7. That the said properties sold are now in the possession of Olimpia Decolongon, the purchaser, who is presently operating an electric light plant in Dumangas, Iloilo; 8. That the defendant sold certain properties in favor of the spouses, Felix Jimenea and Felisa Harder contributed by him to the partnership for P3,500.00 as per Deed of Sale executed and ratified before the Notary Public Rodrigo J. Harder in and for the Province of Iloilo, known as Doc. No. 76; Page 94; Book No. V; and Series of 1955, a certified copy of which is hereto attached marked as Annex "A", and made an integral part hereof; (pp, 27-29 ROA).

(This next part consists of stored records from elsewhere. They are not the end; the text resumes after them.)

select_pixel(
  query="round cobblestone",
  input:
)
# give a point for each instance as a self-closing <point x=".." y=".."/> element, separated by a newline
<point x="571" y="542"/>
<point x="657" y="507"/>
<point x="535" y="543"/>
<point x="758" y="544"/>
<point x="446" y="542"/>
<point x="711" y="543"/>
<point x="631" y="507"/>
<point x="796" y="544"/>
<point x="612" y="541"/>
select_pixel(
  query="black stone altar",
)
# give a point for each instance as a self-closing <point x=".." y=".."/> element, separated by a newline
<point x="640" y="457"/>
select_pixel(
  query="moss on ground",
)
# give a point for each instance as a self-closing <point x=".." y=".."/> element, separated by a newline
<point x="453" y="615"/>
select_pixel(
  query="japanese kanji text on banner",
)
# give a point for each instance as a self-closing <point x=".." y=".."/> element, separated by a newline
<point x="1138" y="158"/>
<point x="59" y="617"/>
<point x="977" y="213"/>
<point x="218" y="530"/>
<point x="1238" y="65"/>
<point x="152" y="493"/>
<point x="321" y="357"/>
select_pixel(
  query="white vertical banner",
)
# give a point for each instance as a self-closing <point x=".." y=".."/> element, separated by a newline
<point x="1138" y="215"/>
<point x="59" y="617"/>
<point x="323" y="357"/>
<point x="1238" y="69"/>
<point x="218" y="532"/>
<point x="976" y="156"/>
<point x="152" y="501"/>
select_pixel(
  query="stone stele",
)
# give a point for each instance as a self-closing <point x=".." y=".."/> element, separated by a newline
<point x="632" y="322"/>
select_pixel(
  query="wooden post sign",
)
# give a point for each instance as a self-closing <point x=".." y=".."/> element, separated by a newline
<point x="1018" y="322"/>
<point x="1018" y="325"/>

As it appears from the above stipulation of facts that the plaintiff and the defendant entered into the contract of partnership, plaintiff contributing the amount of P18,000, and as it is not stated therein that there bas been a liquidation of the partnership assets at the time plaintiff sold the Buda Diesel Engine on October 15, 1955, and since the court below had found that the plaintiff had actually contributed one engine and 70 posts to the partnership, it necessarily follows that the Buda diesel engine contributed by the plaintiff had become the property of the partnership. As properties of the partnership, the same could not be disposed of by the party contributing

the same without the consent or approval of the partnership or of the other partner. (Clemente vs. Galvan, 67 Phil. 565). The lower court declared that the contract of partnership was null and void, because by the contract of partnership, the parties thereto have become dummies of the owner of the franchise. The reason for this holding was the admission by defendant when being cross-examined by the court that he and the plaintiff are dummies. We find that this admission by the defendant is an error of law, not a statement of a fact. The Anti-Dummy law has not been violated as parties plaintiff and defendant are not aliens but Filipinos. The Anti-Dummy law

refers to aliens only (Commonwealth Act 108 as amended). Upon examining the contract of partnership, especially the provision thereon wherein the parties agreed to maintain, operate and distribute electric light and power under the franchise belonging to Mrs. Buenaflor, we do not find the agreement to be illegal, or contrary to law and public policy such as to make the contract of partnership, null and void ab initio. The agreement could have been submitted to the Public Service Commission if the rules of the latter require them to be so presented. But the fact of furnishing the current to the holder of the franchise alone, without the previous approval of the

Public Service Commission, does not per se make the contract of partnership null and void from the beginning and render the partnership entered into by the parties for the purpose also void and non-existent. Under the circumstances, therefore, the court erred in declaring that the contract was illegal from the beginning and that parties to the partnership are not bound therefor, such that the contribution of the plaintiff to the partnership did not pass to it as its property. It also follows that the claim of the defendant in his counterclaim that the partnership be dissolved and its assets liquidated is the proper remedy, not for each contributing partner to claim back what he had contributed.

For the foregoing considerations, the judgment appealed from as well as the order of the court for the taking of the property into custody by the sheriff must be, as they hereby are set aside and the case remanded to the court below for further proceedings in accordance with law.